The European Parliament adopted a resolution in December calling for Nord Stream 2 to be cancelled. One hundred members of the parliament wrote a letter to Angela Merkel accusing her of splitting Europe by sticking to Nord Stream 2. “Choose the European way,” they wrote, “not the ‘Germany first’ way.”
Hence it is Berlin that has increasingly isolated itself in Europe over this issue. With its stubborn refusal to take seriously the worries of large numbers of Europeans that Vladimir Putin’s regime could use the additional deliveries of Russian gas as a political tool to divide and blackmail European countries, Berlin is discrediting its much-repeated passionate commitment to multilateralism, which it claims to uphold globally against Donald Trump’s unilateral capriciousness.
The stereotype is that the German government has always pointed out that Nord Stream 2 is purely an economic matter. But experts calculate that the commercial success of the pipeline project is highly doubtful. They say that the cost of implementing it is now three times more than the official cost. Nord Stream 2 could turn into a massive loss for Gazprom. Nevertheless, the Kremlin is sticking to it with all its might – another sign that it sees the project primarily as a means of extending its influence in Europe.

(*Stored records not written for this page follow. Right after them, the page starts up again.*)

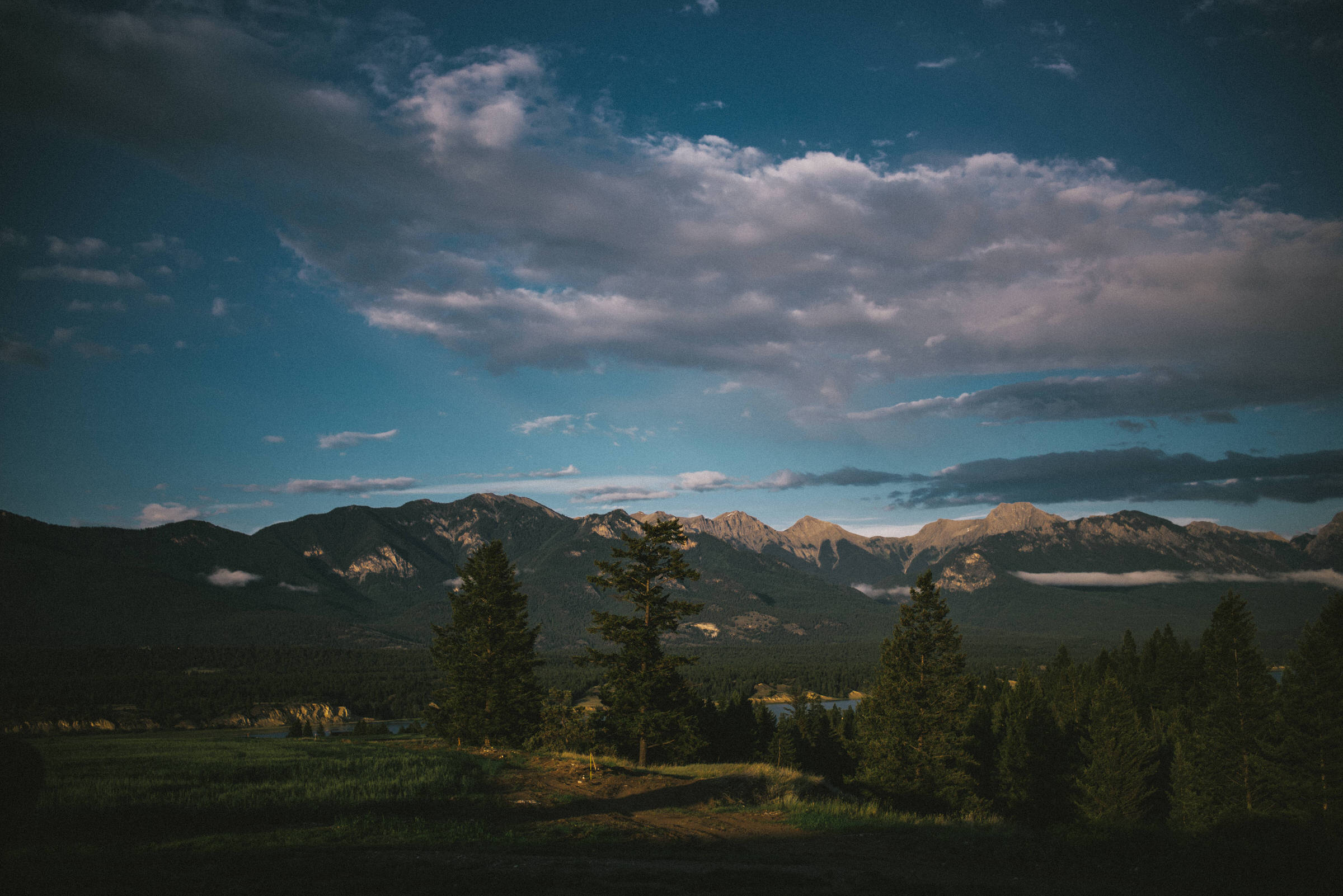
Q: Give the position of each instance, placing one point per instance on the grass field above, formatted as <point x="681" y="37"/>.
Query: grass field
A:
<point x="218" y="812"/>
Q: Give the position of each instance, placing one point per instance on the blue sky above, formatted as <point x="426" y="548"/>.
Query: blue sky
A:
<point x="877" y="263"/>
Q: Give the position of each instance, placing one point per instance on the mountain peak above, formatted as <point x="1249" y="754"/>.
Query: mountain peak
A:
<point x="811" y="530"/>
<point x="1017" y="517"/>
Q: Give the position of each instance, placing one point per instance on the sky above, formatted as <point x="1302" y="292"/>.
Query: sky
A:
<point x="876" y="263"/>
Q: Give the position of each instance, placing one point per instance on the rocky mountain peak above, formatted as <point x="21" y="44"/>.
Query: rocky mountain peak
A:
<point x="1017" y="517"/>
<point x="813" y="531"/>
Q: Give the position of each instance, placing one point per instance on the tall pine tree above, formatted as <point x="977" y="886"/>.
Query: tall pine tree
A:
<point x="488" y="656"/>
<point x="649" y="705"/>
<point x="1035" y="756"/>
<point x="1224" y="762"/>
<point x="1115" y="784"/>
<point x="911" y="728"/>
<point x="1313" y="706"/>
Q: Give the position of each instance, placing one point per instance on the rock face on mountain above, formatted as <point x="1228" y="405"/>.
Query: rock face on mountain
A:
<point x="374" y="577"/>
<point x="1326" y="548"/>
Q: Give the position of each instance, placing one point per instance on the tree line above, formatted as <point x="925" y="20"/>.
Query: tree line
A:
<point x="1162" y="733"/>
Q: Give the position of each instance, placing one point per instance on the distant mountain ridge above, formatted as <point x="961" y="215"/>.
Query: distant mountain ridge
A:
<point x="363" y="577"/>
<point x="1022" y="538"/>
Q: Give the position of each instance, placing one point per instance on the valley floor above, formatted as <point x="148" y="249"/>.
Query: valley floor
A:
<point x="218" y="813"/>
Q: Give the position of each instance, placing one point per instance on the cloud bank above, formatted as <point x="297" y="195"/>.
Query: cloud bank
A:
<point x="347" y="439"/>
<point x="350" y="486"/>
<point x="159" y="514"/>
<point x="1167" y="577"/>
<point x="233" y="578"/>
<point x="575" y="242"/>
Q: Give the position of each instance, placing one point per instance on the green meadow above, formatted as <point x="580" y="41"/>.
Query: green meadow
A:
<point x="219" y="812"/>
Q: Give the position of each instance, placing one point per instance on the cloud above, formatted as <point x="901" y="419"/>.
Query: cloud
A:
<point x="347" y="439"/>
<point x="550" y="474"/>
<point x="703" y="480"/>
<point x="354" y="486"/>
<point x="232" y="577"/>
<point x="123" y="280"/>
<point x="786" y="479"/>
<point x="1169" y="577"/>
<point x="1154" y="393"/>
<point x="95" y="351"/>
<point x="872" y="591"/>
<point x="225" y="509"/>
<point x="618" y="494"/>
<point x="1059" y="65"/>
<point x="1131" y="475"/>
<point x="79" y="250"/>
<point x="543" y="425"/>
<point x="566" y="423"/>
<point x="171" y="513"/>
<point x="578" y="242"/>
<point x="18" y="352"/>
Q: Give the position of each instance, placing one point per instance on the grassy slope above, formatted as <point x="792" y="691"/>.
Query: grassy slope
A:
<point x="210" y="812"/>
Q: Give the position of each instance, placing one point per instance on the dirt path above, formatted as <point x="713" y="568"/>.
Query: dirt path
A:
<point x="551" y="794"/>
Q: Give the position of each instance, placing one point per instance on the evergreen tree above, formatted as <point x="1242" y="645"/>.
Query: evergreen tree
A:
<point x="1313" y="708"/>
<point x="649" y="703"/>
<point x="1127" y="664"/>
<point x="1035" y="761"/>
<point x="563" y="726"/>
<point x="1224" y="763"/>
<point x="1115" y="784"/>
<point x="488" y="656"/>
<point x="911" y="728"/>
<point x="766" y="726"/>
<point x="1169" y="669"/>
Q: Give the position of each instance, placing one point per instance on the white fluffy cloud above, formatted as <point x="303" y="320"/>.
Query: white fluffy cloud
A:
<point x="618" y="494"/>
<point x="820" y="273"/>
<point x="97" y="277"/>
<point x="159" y="514"/>
<point x="347" y="439"/>
<point x="1166" y="577"/>
<point x="232" y="577"/>
<point x="82" y="248"/>
<point x="563" y="423"/>
<point x="353" y="486"/>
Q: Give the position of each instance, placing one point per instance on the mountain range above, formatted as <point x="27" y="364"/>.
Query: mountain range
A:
<point x="378" y="577"/>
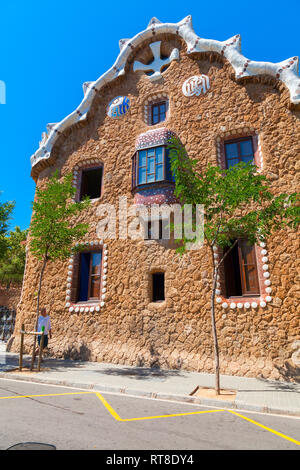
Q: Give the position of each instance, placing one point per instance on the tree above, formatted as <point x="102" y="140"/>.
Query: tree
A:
<point x="13" y="264"/>
<point x="52" y="231"/>
<point x="6" y="209"/>
<point x="237" y="203"/>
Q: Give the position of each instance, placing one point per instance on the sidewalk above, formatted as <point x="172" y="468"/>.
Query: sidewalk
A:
<point x="252" y="394"/>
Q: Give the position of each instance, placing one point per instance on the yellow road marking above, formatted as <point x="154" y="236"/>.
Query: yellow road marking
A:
<point x="118" y="418"/>
<point x="46" y="395"/>
<point x="265" y="427"/>
<point x="172" y="415"/>
<point x="108" y="407"/>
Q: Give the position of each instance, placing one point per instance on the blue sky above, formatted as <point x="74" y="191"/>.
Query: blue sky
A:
<point x="48" y="49"/>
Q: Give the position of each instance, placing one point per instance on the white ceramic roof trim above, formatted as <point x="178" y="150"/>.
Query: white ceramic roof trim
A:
<point x="230" y="48"/>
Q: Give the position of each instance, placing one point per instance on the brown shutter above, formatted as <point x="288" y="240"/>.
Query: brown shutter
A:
<point x="248" y="268"/>
<point x="133" y="175"/>
<point x="232" y="273"/>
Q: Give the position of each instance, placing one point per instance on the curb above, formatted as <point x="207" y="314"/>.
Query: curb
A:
<point x="236" y="405"/>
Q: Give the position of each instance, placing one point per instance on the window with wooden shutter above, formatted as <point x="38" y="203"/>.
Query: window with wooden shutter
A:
<point x="240" y="269"/>
<point x="89" y="276"/>
<point x="248" y="268"/>
<point x="239" y="150"/>
<point x="151" y="165"/>
<point x="158" y="112"/>
<point x="91" y="182"/>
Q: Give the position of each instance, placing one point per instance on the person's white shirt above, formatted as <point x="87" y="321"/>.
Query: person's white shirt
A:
<point x="44" y="321"/>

For that matter, Berlin likes to emphasize that it is making its support of Nord Stream 2 dependent on Russian assurances to maintain the transit of gas through Ukraine, which otherwise would not just suffer significant financial losses but also lose a bargaining chip against further intensification of Russian aggression. Particularly in light of the current situation in which Russia is trying to economically suffocate Ukraine in the Sea of Azov, the unwavering adherence to the German-Russian gas deal is an especially disastrous signal.
Putin has not allowed Berlin to induce him to pay more than lip service that Russian gas will continue to be delivered through Ukraine so long as it is economical. His reference to the criterion of economic viability makes it very clear that the matter is subject to his arbitrariness.

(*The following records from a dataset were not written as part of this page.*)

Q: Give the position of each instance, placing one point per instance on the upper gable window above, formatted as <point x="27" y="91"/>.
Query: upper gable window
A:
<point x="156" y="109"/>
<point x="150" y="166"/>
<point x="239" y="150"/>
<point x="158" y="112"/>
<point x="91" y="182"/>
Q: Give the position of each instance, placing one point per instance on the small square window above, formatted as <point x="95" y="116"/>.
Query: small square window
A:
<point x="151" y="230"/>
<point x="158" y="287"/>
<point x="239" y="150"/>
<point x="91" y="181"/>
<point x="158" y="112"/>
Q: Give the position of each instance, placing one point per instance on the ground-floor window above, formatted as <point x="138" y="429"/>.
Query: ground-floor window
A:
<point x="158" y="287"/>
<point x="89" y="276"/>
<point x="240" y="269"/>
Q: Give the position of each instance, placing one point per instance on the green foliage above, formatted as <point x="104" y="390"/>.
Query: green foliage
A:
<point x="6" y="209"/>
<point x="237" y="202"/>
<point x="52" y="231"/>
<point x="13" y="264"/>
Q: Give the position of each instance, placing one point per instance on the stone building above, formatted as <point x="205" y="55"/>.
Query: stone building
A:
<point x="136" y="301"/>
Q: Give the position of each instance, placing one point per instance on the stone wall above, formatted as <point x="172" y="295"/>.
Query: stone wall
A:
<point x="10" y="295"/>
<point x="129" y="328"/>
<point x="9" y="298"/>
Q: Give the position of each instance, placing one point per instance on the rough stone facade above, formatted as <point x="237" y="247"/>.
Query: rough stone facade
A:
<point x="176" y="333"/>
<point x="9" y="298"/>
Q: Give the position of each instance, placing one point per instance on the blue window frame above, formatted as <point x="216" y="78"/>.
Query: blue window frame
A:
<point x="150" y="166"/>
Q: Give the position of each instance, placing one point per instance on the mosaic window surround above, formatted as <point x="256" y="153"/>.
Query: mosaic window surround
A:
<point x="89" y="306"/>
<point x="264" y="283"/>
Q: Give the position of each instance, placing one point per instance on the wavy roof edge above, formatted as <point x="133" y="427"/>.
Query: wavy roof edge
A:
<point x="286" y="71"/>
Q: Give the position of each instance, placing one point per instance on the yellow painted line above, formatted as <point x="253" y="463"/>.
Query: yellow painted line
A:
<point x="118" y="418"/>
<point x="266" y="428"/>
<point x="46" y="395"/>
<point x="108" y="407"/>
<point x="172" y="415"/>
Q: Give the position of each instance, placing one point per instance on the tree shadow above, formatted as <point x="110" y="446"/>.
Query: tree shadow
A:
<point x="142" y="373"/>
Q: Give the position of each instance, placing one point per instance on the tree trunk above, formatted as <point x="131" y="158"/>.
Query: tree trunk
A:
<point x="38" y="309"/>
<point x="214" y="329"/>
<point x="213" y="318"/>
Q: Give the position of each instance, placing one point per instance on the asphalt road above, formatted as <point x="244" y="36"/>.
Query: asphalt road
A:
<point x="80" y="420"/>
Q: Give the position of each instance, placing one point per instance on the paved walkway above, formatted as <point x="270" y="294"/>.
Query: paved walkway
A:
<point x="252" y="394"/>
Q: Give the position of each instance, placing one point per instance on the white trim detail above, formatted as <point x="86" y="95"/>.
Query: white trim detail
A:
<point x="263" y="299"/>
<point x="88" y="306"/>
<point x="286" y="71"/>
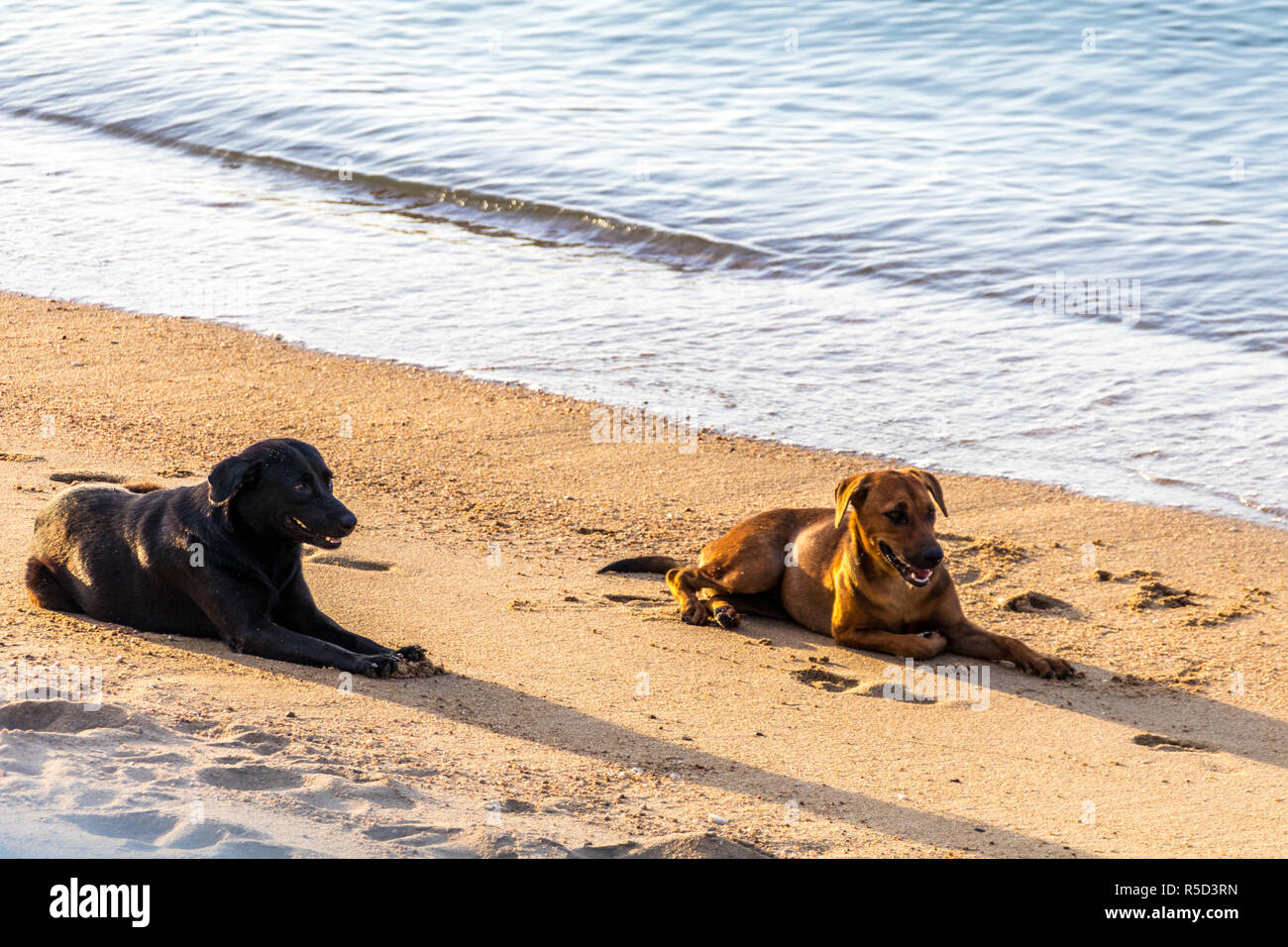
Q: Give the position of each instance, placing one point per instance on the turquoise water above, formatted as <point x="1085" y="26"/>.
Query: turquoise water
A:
<point x="838" y="224"/>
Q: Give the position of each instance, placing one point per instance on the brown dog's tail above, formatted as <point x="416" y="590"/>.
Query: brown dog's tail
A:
<point x="643" y="564"/>
<point x="133" y="484"/>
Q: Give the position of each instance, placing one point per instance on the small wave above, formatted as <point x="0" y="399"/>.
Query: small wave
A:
<point x="480" y="210"/>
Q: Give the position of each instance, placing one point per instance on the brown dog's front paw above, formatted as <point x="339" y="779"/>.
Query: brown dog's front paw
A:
<point x="696" y="613"/>
<point x="725" y="616"/>
<point x="927" y="644"/>
<point x="1046" y="667"/>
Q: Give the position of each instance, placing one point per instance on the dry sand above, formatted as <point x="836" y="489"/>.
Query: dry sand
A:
<point x="579" y="714"/>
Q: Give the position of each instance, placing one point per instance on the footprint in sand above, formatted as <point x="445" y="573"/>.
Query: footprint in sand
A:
<point x="1155" y="742"/>
<point x="145" y="825"/>
<point x="252" y="779"/>
<point x="257" y="741"/>
<point x="59" y="716"/>
<point x="351" y="564"/>
<point x="1031" y="602"/>
<point x="984" y="560"/>
<point x="896" y="692"/>
<point x="410" y="834"/>
<point x="824" y="681"/>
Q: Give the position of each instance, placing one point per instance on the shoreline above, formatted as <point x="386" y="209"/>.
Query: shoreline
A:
<point x="484" y="509"/>
<point x="1249" y="513"/>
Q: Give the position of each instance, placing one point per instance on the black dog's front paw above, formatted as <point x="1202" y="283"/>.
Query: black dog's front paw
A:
<point x="377" y="665"/>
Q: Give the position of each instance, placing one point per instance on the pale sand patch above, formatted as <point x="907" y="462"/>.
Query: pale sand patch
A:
<point x="483" y="513"/>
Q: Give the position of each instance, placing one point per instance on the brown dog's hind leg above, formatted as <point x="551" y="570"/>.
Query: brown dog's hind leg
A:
<point x="686" y="583"/>
<point x="44" y="590"/>
<point x="919" y="646"/>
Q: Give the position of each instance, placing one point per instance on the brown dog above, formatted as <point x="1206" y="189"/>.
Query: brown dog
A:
<point x="872" y="579"/>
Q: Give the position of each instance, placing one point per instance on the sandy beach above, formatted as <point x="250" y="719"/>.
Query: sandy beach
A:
<point x="579" y="715"/>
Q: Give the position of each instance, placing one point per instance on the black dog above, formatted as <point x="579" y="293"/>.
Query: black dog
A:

Dressing up the continuance of Nord Stream 2 as an act of resistance against Trump’s geopolitical hubris is altogether misleading. There is cross-party consensus in the U.S. Congress that Western investors are to be prevented from investing in the Kremlin-controlled Russian oil and gas industry – especially among the forces that want to strengthen the transatlantic alliance and see Russia’s policy of aggression as an imminent threat to Western democracy as a whole.
By passing the Defending American Security from Kremlin Aggression Act, which contains the threat of sanctions in this regard, Congress has even made legal provisions to prevent Trump from making deals on his own with Putin at the expense of Western allies. If Germany undermines the West’s united front against Putin, this weakens Trump’s transatlantically minded domestic opponents, not Trump himself.
The fact that Trump seems to be taking an unusually hard line against Moscow is doubtless because he thinks in terms of economic advantage. It is no secret that the U.S. wants to massively increase its share of the European energy market. But reducing American resistance to Russian energy dominance in Europe to the motivation of the U.S. wanting to stop an annoying competitor like Russia in order to force more expensive American liquid gas on the Europeans is a demogogic contraction of the problem.
The fact that the pressure from Washington has been brought to the fore at all in this way is not due to American malice. Rather, it is because Germany’s unquestioned dependence on Russia has cornered an array of European partners, whose only hope now of stopping the fateful Nord Stream 2 is pressure from U.S. sanctions.